The Princeton mine is one of several mesothermal gold deposits found in the Barberton Greenstone Belt. The host rocks of the ore bodies are carbonaceous and pyritic shales of the Fig Tree Group (∼3.4 to 3.2 Ga in age). The methothermal gold mineralization has occurred during the latest thrusting and deformation events at ∼3.1 Ga. Micro-analyses of sulfur isotopes of pyrite were performed on four representative samples collected from the Princeton mine. The δ 34S values were determined in situ on individual pyrite crystals or aggregates of fine-grained pyrite by the laser microprobe method (58 analyses), and also on aggregates of separated pyrite crystals by the conventional Cu 2O combustion method (11 analyses). Trace element concentrations of pyrite were also determined using an electron microprobe. Based on their grain sizes and chemical compositions, the pyrite samples examined are divided into two groups: (1) fine-grained pyrite and (2) coarse-grained pyrite. The fine-grained group includes disseminated pyrite and pyrite laminae concordant to sedimentary bedding. Their textures suggest that the fine-grained pyrite was formed during sedimentation of the carbonaceous shale at 3.4 to 3.2 Ga. The δ 34S values of the fine-grained pyrite range from −0.8 to +4.4‰ within a micro-scale area (1 mm×2 mm) (29 laser microprobe analyses), suggesting that the microbial reduction of seawater sulfate was responsible for the formation of fine-grained pyrite.

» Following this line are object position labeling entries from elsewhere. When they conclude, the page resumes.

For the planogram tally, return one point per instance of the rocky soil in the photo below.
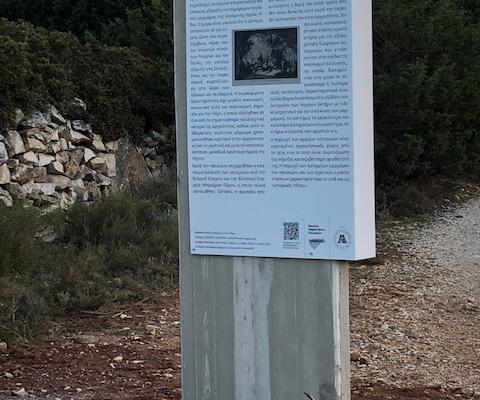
(414, 315)
(416, 318)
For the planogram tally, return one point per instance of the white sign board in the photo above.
(280, 128)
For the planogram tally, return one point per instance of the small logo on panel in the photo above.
(314, 243)
(342, 239)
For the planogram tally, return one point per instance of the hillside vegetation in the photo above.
(118, 56)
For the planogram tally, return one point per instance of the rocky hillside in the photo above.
(53, 162)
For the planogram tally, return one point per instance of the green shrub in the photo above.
(117, 249)
(427, 102)
(118, 83)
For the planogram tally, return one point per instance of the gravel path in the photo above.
(416, 317)
(415, 321)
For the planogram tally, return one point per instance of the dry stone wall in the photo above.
(50, 161)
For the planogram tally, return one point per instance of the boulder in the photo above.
(99, 164)
(32, 144)
(16, 189)
(39, 174)
(132, 170)
(81, 126)
(3, 153)
(15, 143)
(63, 157)
(46, 189)
(28, 187)
(29, 158)
(63, 144)
(158, 137)
(53, 147)
(111, 163)
(51, 134)
(103, 180)
(112, 146)
(65, 133)
(5, 176)
(22, 173)
(13, 163)
(77, 156)
(76, 109)
(90, 174)
(45, 159)
(56, 168)
(150, 152)
(79, 188)
(36, 120)
(6, 198)
(60, 182)
(152, 164)
(97, 143)
(78, 138)
(49, 199)
(19, 116)
(93, 190)
(56, 117)
(88, 154)
(35, 133)
(67, 199)
(72, 169)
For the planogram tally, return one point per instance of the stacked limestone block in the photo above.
(51, 161)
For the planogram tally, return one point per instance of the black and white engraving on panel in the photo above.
(266, 56)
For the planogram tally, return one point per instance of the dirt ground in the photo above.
(414, 321)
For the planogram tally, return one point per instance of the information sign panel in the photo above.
(280, 128)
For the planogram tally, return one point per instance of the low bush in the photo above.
(116, 249)
(119, 84)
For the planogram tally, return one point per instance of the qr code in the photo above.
(291, 231)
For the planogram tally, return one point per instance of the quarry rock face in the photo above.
(51, 161)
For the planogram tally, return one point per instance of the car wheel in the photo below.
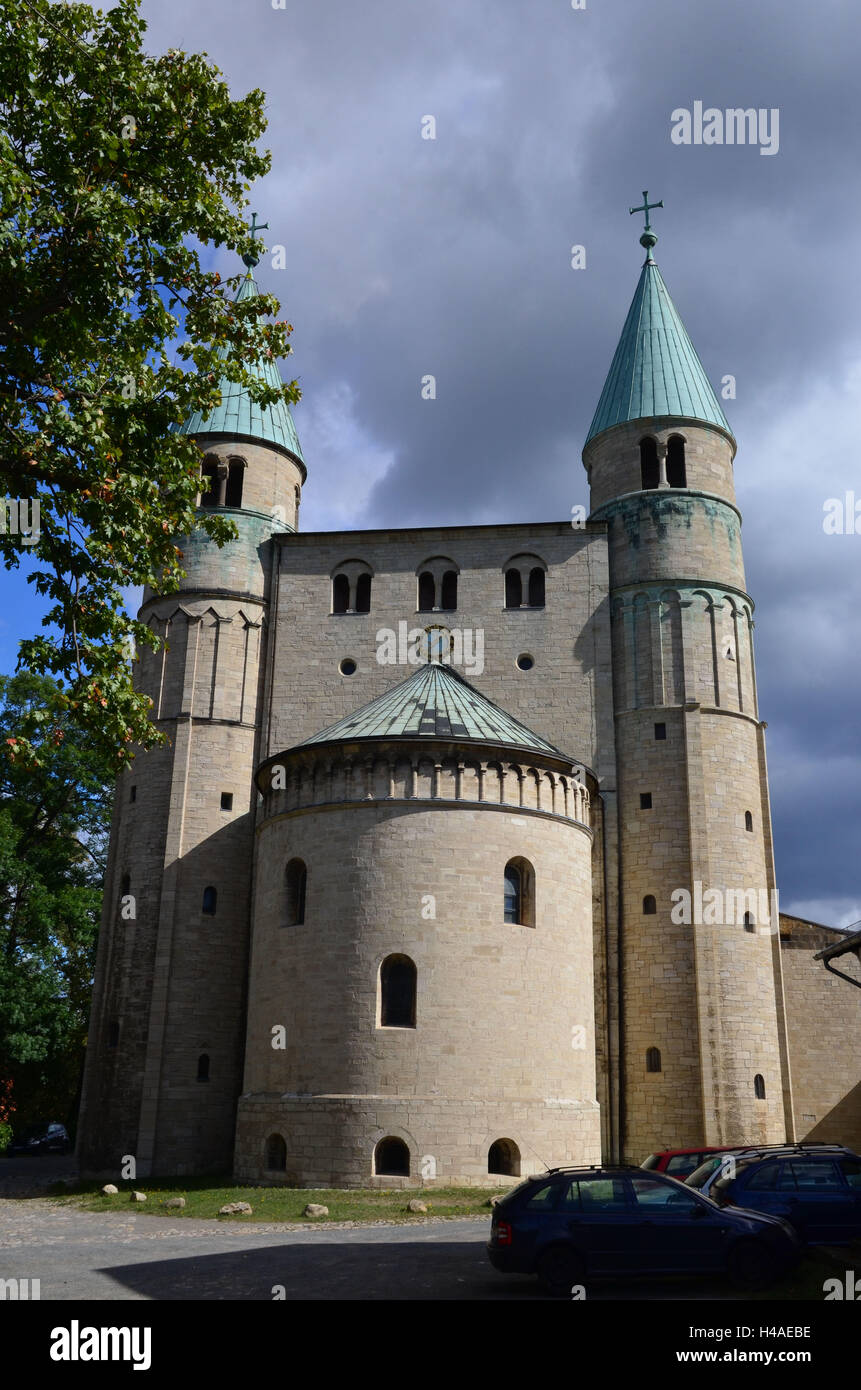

This further suggests that the 3.4 to 3.2 Ga ocean already contained an appreciable amount of sulfate, which is in contrast to the previously popular theory that the Archean ocean was H 2S-rich and pyrite in Archean sedimentary rocks was formed by an inorganic process. Coarse-grained pyrite is associated with auriferous quartz veins and often contains gold grains. Trace element concentrations of coarse-grained pyrite, such as As concentrations, are different from these of fine-grained pyrite. The petrographic features suggest that the most coarse-grained pyrite was directly precipitated from high temperature hydrothermal fluids. Coarse-grained pyrite has homogeneous δ 34S values, ranging from +1.1 to +3.6‰ (29 laser microprobe analyses), suggesting that source of sulfur for the coarse-grained pyrite was reduced sulfur species in hydrothermal fluids.